You are correct i want to time align THE front and back subs to THE front speakers because of a dip AT THE crossover frequency 70Hz.


----------



## BruceA (Feb 13, 2008)

I wonder if the issue is sub phase setting vs mains rather than timing. Is the droop there of you only use the subs ?


----------



## mikesp1 (Oct 30, 2012)

This Rew graph is with subwoofers time aligned.
As you can see it makes a lot off difference,compared to THE one above, the dip around the crossover point 70hz is completly smoothed out.
Even the hughe dip after THE crossover point AT 200hz is gone.
For me, time align subs does make a big difference.

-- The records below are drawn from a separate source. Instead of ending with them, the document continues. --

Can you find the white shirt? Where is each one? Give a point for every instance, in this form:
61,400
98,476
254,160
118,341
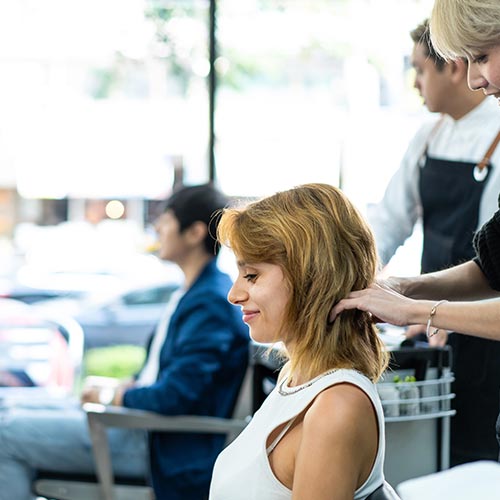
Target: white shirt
465,140
242,470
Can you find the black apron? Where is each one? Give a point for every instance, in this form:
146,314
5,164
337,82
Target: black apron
450,200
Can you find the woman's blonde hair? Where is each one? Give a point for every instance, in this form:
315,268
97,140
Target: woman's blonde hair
464,28
325,249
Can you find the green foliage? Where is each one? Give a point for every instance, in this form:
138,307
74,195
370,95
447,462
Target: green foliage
120,361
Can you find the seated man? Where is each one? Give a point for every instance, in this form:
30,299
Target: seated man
195,366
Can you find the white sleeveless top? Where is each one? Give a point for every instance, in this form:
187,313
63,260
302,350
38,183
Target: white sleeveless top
242,471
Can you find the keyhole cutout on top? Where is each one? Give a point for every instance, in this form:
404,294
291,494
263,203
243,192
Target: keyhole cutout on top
480,173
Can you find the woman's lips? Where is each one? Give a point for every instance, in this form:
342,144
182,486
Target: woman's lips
249,315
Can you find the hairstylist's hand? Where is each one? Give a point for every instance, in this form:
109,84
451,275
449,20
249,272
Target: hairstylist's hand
381,300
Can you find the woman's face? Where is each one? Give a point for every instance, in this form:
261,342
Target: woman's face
484,71
263,295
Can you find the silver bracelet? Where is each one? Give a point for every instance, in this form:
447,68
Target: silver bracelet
429,321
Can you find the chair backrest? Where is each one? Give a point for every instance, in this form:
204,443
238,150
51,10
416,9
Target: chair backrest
383,492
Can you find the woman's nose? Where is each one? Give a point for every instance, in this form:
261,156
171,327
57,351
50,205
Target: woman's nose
236,294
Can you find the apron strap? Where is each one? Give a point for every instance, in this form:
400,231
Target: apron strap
423,154
486,159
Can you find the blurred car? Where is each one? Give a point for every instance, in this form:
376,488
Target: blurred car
125,317
37,350
38,287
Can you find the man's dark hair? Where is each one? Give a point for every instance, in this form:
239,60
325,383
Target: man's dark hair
422,36
202,203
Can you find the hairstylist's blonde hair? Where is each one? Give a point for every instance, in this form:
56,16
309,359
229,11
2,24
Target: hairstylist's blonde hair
325,250
464,28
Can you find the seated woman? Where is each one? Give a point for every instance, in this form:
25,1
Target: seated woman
320,433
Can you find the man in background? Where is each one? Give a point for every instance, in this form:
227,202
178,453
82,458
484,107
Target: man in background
195,366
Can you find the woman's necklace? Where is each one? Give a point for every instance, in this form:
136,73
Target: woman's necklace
284,390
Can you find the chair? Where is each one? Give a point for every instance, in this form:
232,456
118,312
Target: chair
383,492
103,486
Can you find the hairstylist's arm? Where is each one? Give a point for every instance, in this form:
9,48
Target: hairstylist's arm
476,318
463,282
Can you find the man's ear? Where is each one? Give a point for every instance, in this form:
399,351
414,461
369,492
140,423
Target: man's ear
458,69
196,232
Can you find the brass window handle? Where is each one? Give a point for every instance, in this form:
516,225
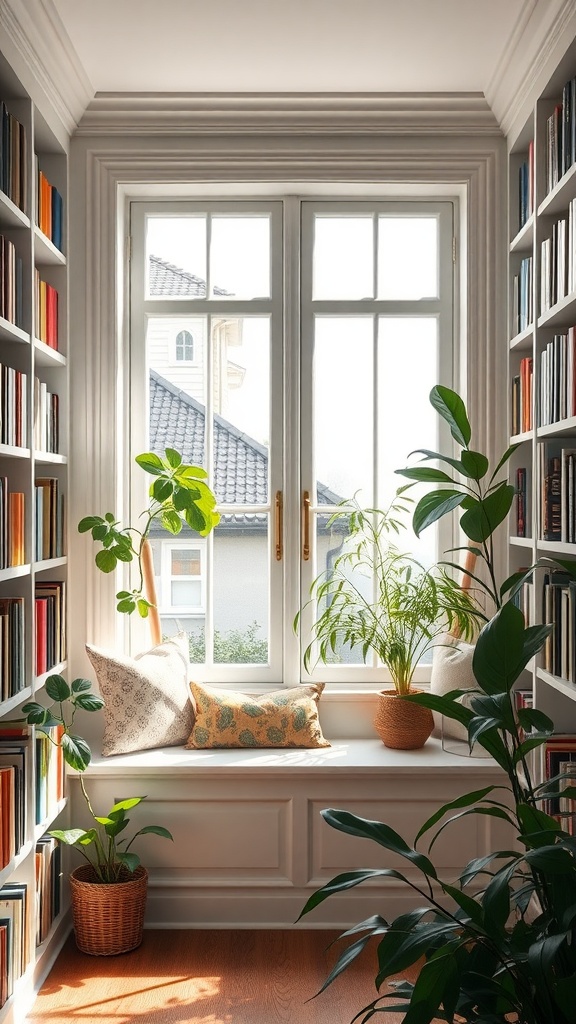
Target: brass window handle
305,525
279,523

Note: no equalisation in use


----------



## jtalden (Mar 12, 2009)

Well done!
The XO range looks great.

I am not sure why the 200 Hz appears to be improved that much as there is no reason it should be effected if the XO is below 100 Hz. It appears the chart has more smoothing and possibly the mic position was shifted or there was some other change that accounts for this. Regardless, it appears the XO range is very smooth now and the SWs are working well together.


----------



## mikesp1 (Oct 30, 2012)

Thanks Jtalden,

About THE 200hz dip. I can reproduce it over and over by by changing THE time delay for THE subwoofers.
Maybe it is because THE Oppo 105 is using a 12 db octave slope rather than 24 octave in most cross-overs.


----------



## jtalden (Mar 12, 2009)

Yes, that is probably the explanation.
You may want the measure the SWs separately and see if there is a SPL peak at 200. Possibly there is a room mode due to the SWs locations that is filling in that range in the main's response.

I wish my room setup was so cooperative!


----------



## mikesp1 (Oct 30, 2012)

jtalden said:


> I wish my room setup was so cooperative!


The problem with us (audiophiles) is that we are constant bussy with optimisation rather than enjoying our music...


----------